Early relationships are often based on projected material. We gravitate to people who let us do what we know how to do. The early patterns of interactions that we learned with our opposite-sex parent might lead us to the same patterns again, that which we know how to do: our comfort zone. And even though we would prefer different experiences, we gravitate to the familiar, thinking that we can handle that. So, for example, if your opposite-sex parent was dominating or controlling, you may find yourself in a relationship in which your partner is dominating, controlling, or both.
You might go along, to get along because you feel that you can handle it, after all, you have for most of your life. However, under the radar you are maturing and growing even if you never go to therapy. And at some point, you do not want to be dominated or controlled any longer. Therefore, to know yourself, is to be armed with skills and tools that can help you acknowledge and recognize similar patterns in relationship, and avoid them. This is your red flag. Though still compelled to move in that direction, the familiar patterns from your family of origin, you can choose to deliberately override the compulsion, through conscious awareness and that big red flag. If you do this, then you make room for the right relationship to enter. Because you have changed, you attract a different person, a better person.
Some of the signs to look for and be aware of include:
- An overly intense person who exhibits characteristics of dominance and control–someone with a temper, someone who pouts, withdraws and has to have his or her way.
- Narcissism is a big red flag yet hard to detect.
- Narcissists are great at hiding their self-interests. They are the perfect chameleons—highly tuned to your wants and needs. Nevertheless, everything for the narcissist directs back to self-interest.
- Their agenda is to pursue you, and they will do anything it takes to achieve their goal. So pay attention. Listen and watch for the signs. If you date long enough, the narcissist will reveal their need to have it their way, to see things from their perspective, their demanding behavior. And finally, further into the relationship you may notice that narcissists are punishers and if you don’t do things that fulfill their ideal, they become upset and withdraw. Narcissists are manipulative and will do anything possible to accomplish their goal.
- Another red flag to look for is a person who is so focused on themselves that there is really no room for you. You can identify this person very early in the relationship. You may notice that for example, all the conversations are directed towards them. They may not even ask you about your interests or experiences, never mind your feelings.
- Then there’s the person who is so badly damaged from their own childhood wounding, there is no way that they can be in a healthy relationship, without serious therapy. Many times the caretaking child becomes the caretaking adult and gravitates to this kind of person. It is extremely important to be aware and recognize this and override the impulse to think that you can make a difference in this person’s life.

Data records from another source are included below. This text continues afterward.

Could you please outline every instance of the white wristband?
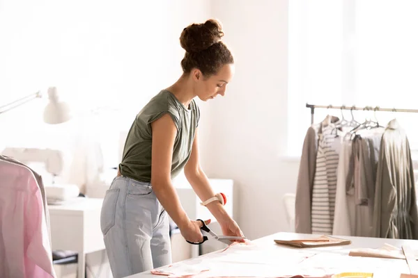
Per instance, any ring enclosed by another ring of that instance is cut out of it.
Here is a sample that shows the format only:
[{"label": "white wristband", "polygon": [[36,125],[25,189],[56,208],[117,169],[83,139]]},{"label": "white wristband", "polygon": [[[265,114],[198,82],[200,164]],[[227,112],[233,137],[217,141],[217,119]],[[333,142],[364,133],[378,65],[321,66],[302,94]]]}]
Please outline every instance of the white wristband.
[{"label": "white wristband", "polygon": [[208,199],[206,201],[201,202],[202,206],[206,206],[208,204],[215,201],[219,201],[223,206],[226,204],[226,196],[224,193],[217,193],[212,198]]}]

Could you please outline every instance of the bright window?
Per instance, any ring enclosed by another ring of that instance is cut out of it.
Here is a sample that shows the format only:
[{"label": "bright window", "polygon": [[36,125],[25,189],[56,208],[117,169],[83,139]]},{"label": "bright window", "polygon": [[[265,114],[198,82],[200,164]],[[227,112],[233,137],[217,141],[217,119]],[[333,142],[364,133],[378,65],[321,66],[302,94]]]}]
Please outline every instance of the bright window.
[{"label": "bright window", "polygon": [[[306,103],[418,108],[417,14],[414,0],[289,1],[288,155],[300,154],[311,122]],[[316,109],[315,122],[327,113]],[[376,113],[383,124],[394,117],[418,149],[418,114]]]}]

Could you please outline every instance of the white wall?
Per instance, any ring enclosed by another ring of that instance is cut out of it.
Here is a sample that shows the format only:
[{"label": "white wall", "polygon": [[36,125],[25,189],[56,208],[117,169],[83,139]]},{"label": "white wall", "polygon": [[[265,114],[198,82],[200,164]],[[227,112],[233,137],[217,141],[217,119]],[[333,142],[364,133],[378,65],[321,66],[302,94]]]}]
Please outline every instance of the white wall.
[{"label": "white wall", "polygon": [[[108,166],[118,130],[180,76],[183,28],[210,11],[208,0],[0,2],[0,106],[56,85],[77,113],[70,123],[43,124],[45,97],[3,114],[2,129],[13,131],[1,133],[0,147],[61,148],[79,133],[100,142]],[[86,117],[103,106],[118,110]]]},{"label": "white wall", "polygon": [[[235,215],[250,239],[288,229],[282,204],[294,192],[298,162],[283,160],[286,144],[287,1],[214,0],[233,51],[235,75],[226,96],[210,107],[203,167],[231,178]],[[210,105],[209,105],[210,104]]]},{"label": "white wall", "polygon": [[[121,108],[96,118],[95,130],[82,129],[94,133],[111,159],[118,155],[118,129],[129,128],[149,98],[181,74],[183,28],[219,18],[236,73],[225,97],[199,101],[202,164],[211,178],[234,179],[234,214],[247,237],[287,229],[281,197],[295,190],[297,162],[281,158],[286,144],[286,0],[1,2],[0,106],[54,85],[77,108]],[[33,102],[1,115],[3,130],[15,129],[6,137],[1,133],[0,147],[56,143],[59,131],[65,134],[59,138],[70,138],[68,126],[42,124],[41,113]],[[72,126],[79,128],[80,120]]]}]

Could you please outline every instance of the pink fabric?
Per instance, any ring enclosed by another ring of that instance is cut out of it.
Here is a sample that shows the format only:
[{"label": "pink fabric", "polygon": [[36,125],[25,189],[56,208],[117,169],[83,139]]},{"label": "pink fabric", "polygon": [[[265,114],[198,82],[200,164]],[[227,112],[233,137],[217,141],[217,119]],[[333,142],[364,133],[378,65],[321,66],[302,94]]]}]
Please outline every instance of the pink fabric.
[{"label": "pink fabric", "polygon": [[0,160],[0,277],[55,277],[40,190],[26,167]]}]

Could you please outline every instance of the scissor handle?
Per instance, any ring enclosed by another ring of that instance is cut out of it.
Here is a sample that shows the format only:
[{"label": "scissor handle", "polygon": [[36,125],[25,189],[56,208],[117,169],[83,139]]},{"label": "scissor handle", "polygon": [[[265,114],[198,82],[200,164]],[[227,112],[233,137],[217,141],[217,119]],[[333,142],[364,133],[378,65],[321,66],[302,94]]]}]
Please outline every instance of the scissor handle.
[{"label": "scissor handle", "polygon": [[[202,227],[201,227],[201,230],[205,231],[207,233],[209,233],[210,231],[210,229],[209,229],[209,227],[208,226],[206,226],[206,224],[205,224],[205,221],[202,220],[201,219],[197,219],[196,221],[200,221],[202,222]],[[200,243],[192,243],[191,241],[186,240],[186,241],[187,243],[189,243],[190,244],[194,244],[194,245],[202,244],[203,243],[204,243],[206,240],[208,240],[208,237],[206,236],[203,236],[203,240],[202,241],[201,241]]]}]

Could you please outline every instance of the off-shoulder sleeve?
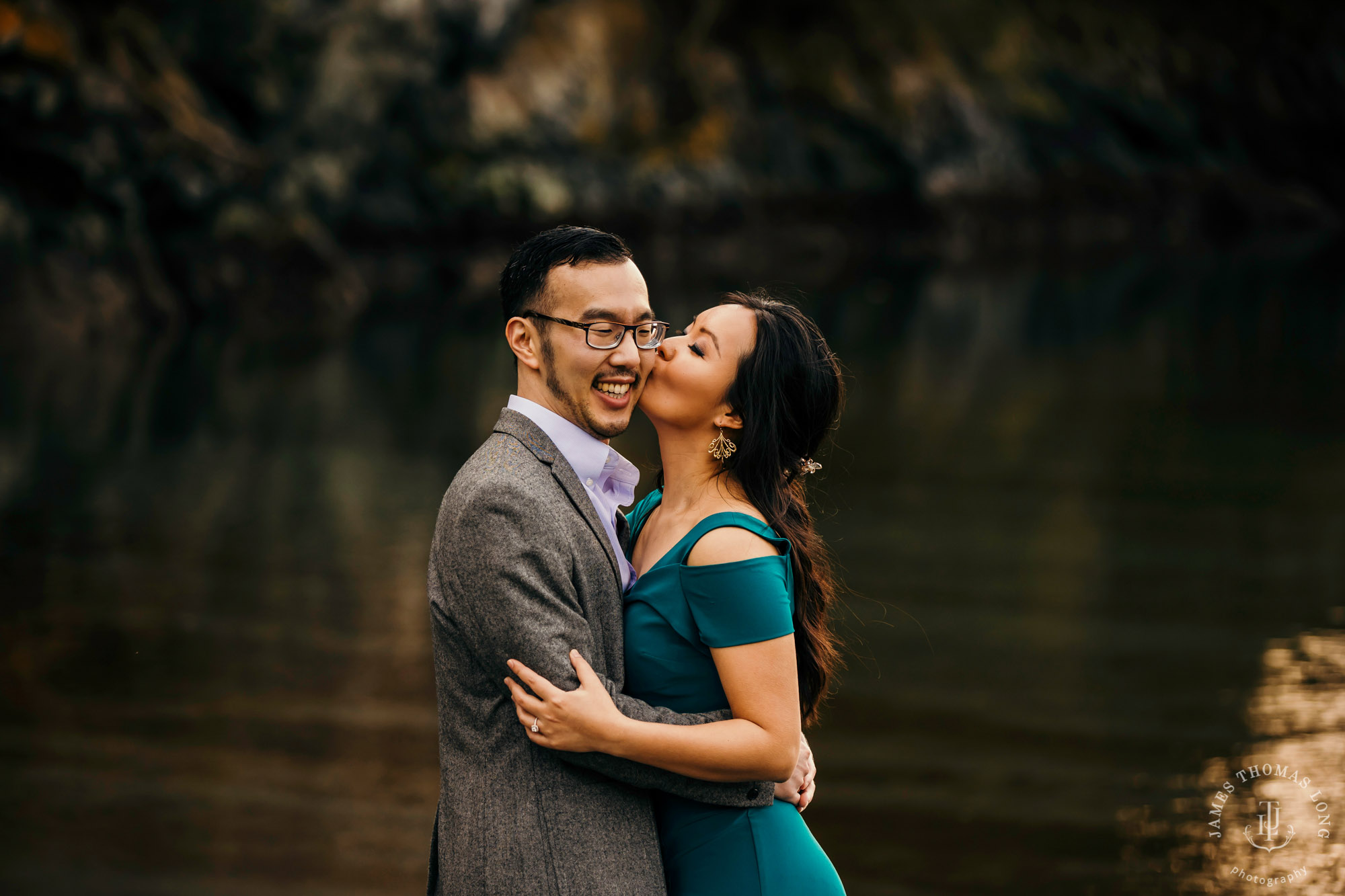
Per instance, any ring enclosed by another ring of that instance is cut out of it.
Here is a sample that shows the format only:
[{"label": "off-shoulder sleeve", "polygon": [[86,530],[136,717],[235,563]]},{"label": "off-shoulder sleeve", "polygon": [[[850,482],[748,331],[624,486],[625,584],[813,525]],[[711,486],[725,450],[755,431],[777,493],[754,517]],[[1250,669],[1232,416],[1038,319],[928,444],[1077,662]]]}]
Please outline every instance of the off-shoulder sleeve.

Rescuing is an addiction in itself, and can only lead to serious problems later on in the relationship.
- Another sign to look for is a person lacking in empathy. Empathy can be taught, but if it’s missing in an adult, it requires a lot of therapy for rehabilitation.
- Next, there is the older person syndrome—people who continue to date others that are several generations older than they are. 10 or 15 years is doable. But when you are looking at 20 or 30 year differences, the relationship is doomed to fail. In the beginning, the relationship may work, but when a 40-year-old is married to a 70-year-old, you can see the problems that might emerge: your time of life is different, your frame of reference is different, and you are of different generations, facing different problems, at different times, in their lives. These problems include both emotional issues as well as physical issues. For example, a 40-year-old, will look at sex differently than a 70-year-old. Their energy level is different. Their needs and desires for social activities are different, etc.

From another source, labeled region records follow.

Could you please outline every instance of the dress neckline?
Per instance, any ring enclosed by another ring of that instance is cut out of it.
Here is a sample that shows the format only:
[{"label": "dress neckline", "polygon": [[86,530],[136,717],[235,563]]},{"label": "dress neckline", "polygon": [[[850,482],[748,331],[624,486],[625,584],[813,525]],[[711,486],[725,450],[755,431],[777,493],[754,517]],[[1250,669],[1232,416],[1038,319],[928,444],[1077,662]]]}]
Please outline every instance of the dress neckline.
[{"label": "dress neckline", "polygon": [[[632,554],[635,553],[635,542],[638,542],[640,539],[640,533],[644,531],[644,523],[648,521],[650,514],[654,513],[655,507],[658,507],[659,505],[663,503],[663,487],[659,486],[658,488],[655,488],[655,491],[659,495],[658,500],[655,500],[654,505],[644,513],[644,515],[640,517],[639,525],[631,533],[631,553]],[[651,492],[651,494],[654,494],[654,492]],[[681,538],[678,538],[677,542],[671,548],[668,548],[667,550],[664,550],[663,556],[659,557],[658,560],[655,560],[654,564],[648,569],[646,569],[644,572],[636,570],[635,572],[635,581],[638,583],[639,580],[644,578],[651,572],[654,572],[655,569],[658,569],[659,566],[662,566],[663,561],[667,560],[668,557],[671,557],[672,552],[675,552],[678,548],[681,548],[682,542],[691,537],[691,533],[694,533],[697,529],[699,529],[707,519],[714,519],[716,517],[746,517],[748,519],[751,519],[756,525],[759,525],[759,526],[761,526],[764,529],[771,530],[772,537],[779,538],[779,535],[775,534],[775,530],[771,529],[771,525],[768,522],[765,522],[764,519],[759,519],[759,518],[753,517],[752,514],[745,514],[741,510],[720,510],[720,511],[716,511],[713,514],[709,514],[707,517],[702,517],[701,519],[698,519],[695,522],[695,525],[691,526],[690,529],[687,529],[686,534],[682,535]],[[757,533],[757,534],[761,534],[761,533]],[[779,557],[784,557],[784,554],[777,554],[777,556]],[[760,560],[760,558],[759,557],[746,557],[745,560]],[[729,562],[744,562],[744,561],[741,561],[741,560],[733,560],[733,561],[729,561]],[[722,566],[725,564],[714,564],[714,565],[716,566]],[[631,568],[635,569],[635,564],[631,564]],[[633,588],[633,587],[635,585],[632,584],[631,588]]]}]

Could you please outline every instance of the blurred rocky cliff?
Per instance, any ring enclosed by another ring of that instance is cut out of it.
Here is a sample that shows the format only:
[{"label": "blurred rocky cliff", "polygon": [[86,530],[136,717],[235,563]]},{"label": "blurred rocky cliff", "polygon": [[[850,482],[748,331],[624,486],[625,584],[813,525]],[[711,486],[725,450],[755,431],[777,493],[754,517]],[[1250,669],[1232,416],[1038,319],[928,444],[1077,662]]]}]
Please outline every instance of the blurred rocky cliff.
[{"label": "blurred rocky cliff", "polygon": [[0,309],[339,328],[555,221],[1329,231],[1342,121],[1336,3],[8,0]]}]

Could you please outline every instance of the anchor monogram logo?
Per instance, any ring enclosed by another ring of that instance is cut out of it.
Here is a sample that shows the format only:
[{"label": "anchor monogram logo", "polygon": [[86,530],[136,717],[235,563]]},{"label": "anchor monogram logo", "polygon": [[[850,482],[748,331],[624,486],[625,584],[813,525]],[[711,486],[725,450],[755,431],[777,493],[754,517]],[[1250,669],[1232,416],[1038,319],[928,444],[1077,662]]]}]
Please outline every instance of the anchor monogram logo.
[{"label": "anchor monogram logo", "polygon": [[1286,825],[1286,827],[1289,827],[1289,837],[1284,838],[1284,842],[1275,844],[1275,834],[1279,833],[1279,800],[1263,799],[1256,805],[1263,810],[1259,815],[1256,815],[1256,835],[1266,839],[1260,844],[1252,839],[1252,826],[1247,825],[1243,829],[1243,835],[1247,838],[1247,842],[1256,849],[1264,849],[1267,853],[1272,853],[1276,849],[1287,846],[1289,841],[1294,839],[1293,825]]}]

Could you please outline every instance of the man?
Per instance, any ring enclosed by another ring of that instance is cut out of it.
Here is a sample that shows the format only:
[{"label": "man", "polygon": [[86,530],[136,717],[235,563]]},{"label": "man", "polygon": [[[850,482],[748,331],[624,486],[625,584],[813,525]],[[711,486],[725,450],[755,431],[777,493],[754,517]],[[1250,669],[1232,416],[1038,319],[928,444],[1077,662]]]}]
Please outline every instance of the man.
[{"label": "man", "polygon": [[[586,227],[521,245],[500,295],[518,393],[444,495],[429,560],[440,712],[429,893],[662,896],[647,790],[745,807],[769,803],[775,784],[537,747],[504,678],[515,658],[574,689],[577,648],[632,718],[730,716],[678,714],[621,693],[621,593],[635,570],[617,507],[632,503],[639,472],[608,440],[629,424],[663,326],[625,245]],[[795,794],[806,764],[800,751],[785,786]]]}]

- Also, listen and pay attention to conversations that arise while dating. Was the individual married? How does he or she speak about his or her ex-spouse? Does he or she have children? How does he or she feel about his or her children? Was he or she involved in a custody situation? If you recognize anger and hostility, as well as, revenge in your conversations, see the red flag and run.

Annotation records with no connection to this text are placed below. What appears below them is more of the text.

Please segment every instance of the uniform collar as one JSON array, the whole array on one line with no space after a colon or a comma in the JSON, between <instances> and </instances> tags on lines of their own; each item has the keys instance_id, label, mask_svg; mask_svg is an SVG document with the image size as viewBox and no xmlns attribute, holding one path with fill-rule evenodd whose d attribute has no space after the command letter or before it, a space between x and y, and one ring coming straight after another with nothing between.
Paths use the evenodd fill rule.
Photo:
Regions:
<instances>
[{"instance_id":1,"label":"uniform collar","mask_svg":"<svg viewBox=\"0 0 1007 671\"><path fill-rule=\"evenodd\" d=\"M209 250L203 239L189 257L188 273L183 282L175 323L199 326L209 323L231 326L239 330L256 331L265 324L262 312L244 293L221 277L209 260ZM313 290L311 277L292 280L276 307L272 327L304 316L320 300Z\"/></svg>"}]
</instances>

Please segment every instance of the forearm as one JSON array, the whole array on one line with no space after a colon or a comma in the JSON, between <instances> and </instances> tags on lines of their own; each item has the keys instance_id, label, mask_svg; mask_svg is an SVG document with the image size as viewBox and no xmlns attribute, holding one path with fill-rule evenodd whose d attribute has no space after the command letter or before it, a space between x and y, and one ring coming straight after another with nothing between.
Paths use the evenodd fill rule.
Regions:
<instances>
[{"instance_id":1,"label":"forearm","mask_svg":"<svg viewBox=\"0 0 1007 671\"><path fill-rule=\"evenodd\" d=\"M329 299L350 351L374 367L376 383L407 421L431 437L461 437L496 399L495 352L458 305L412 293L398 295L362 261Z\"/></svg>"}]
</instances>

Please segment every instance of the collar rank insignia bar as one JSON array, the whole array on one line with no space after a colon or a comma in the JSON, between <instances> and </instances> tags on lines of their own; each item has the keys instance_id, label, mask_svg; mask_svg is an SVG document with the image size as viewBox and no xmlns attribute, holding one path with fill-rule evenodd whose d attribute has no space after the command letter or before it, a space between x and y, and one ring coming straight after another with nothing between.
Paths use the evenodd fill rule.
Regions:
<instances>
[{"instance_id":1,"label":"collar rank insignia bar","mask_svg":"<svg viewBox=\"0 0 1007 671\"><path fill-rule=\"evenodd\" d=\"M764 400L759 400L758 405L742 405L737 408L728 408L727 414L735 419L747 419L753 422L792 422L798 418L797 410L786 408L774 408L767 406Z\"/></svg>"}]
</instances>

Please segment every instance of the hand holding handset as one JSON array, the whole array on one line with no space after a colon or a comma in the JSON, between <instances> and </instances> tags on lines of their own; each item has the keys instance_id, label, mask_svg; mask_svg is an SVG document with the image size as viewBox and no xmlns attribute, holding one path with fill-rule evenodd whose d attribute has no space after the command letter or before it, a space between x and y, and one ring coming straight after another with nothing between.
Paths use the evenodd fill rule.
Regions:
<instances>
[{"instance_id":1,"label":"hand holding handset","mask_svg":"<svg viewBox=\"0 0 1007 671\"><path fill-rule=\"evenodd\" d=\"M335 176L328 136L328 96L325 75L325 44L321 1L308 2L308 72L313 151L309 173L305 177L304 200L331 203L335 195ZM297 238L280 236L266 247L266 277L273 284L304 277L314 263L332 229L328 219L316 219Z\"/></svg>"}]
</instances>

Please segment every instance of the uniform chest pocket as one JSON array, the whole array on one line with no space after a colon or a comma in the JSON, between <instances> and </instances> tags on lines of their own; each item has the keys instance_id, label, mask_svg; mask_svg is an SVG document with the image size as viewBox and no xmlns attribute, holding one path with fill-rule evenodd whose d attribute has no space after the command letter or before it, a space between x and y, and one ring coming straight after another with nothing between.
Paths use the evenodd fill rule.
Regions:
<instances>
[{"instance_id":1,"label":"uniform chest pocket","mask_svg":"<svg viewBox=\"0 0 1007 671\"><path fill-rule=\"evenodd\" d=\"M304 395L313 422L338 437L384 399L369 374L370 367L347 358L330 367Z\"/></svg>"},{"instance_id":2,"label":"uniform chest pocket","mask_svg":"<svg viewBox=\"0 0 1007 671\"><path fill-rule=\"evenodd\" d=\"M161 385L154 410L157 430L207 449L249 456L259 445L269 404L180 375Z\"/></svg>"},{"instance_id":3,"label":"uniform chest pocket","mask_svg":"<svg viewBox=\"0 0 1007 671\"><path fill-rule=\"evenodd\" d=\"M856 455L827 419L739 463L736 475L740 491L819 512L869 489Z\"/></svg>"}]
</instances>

- Notice if the person is open to new experiences, including learning about intimacy. Look for addiction. Is this person addicted to drugs or alcohol? Learn to recognize and be sensitive to honesty. Is this person telling the truth? Does he or she pepper the conversation with little white lies, which can easily become big lies and ultimately, betrayal?
- See who this person hangs out with. Get to know his or her family and close social ties. Most importantly, is this a controlling and possessive person? Does he or she react negatively to your relationship with others?
- Finally, does this person share your values? In reality, you can’t have a relationship with someone who doesn’t.